“Joe is one of the most brilliant, courageous and gifted artists on the globe. He tells difficult truths with unsparing honesty leavened with glorious wit and humor.”
— Dr. Michael Eric Dyson, Georgetown University

A two-time HBO Def Poet and Emmy Award-Winner, Joe Hernández-Kolski is an actor/poet/comedian who is constantly in demand, known for his live performances that are hard-hitting, truthful and incredibly funny.  Originally from Chicago, Joe now lives in Los Angeles.  He is a graduate of Princeton University where he worked closely with respected academics Dr. Cornel West and Nobel Prize Winner Toni Morrison.

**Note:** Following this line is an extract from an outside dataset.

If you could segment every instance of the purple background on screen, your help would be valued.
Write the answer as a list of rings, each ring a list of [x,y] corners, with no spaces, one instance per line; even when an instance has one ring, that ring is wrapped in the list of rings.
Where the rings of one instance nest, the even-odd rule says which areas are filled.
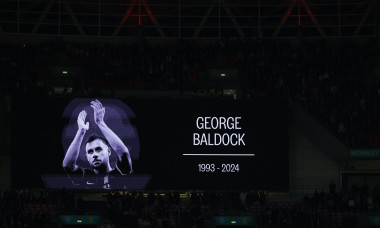
[[[85,142],[93,135],[101,135],[101,131],[94,122],[94,110],[90,106],[90,102],[95,98],[75,98],[73,99],[63,111],[63,118],[69,118],[69,123],[64,127],[62,131],[62,146],[66,153],[70,146],[70,143],[75,137],[78,130],[77,118],[78,114],[85,110],[87,112],[86,122],[89,122],[90,128],[86,132],[81,149],[79,152],[79,159],[77,164],[81,167],[89,168],[87,158],[85,156]],[[130,119],[135,118],[134,112],[128,105],[117,99],[98,99],[103,107],[105,107],[104,122],[129,149],[132,160],[138,160],[140,153],[140,142],[137,130],[134,125],[131,124]],[[63,157],[62,157],[63,159]],[[111,167],[115,167],[116,153],[112,150],[110,157]]]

As an actor, Joe stays balanced between film, television and stage.  He can be seen in the Netflix reboot of Gilmore Girls in a role that was written for Lin-Manuel Miranda. He recently spent the summer in Chicago studying at the famed School at Steppenwolf.  Joe writes a lot of his own material, from award-winning short films to numerous solo shows.  His work has received glowing reviews in the LA Weekly and The New York Times.  Joe’s first solo hip-hop theater piece, You Wanna Piece of Me? was recently published by the University of Michigan press in a hip-hop theater anthology, Say Word: Voices from Hip Hop Theater.

As a spoken word poet/comedian, Joe has performed with everyone from comedian Carlos Mencia to Saul Williams to Grammy award-winning band Ozomatli to legendary musician John Mellencamp.  He performed on both season four and season six of HBO’s Russell Simmons Presents Def Poetry.  He was asked to warm up the crowd for Hillary Clinton’s speech at the National Council of La Raza annual conference.  He currently tours around the country with his performances titled, “Refried Latino Pride” and “Cultural Collisions: Commentary for a Changing America.”  His blend of comedy, social commentary and personal stories attracts fans from all different backgrounds.

He was the host/co-writer of Sí TV’s Not So Foreign Filmmakers Showcase, where he was able to combine his comedic writing & performing with his passion for Latino film.  Other hosting highlights include the annual NALIP Awards which he hosted for four years in a row and the 2009 NCLR Conference where he kept the packed house laughing at the House of Blues in Chicago.

As a teacher, Joe continues to work with several organizations throughout Los Angeles teaching Hip-Hop Culture and Spoken Word Workshops.  He currently hosts Downbeat 720, an open-mic for high school youth sponsored by the City of Santa Monica.  The televised version, Downbeat Showdown, that Joe hosted and produced, received the LA Emmy for “Outstanding Youth Programming.”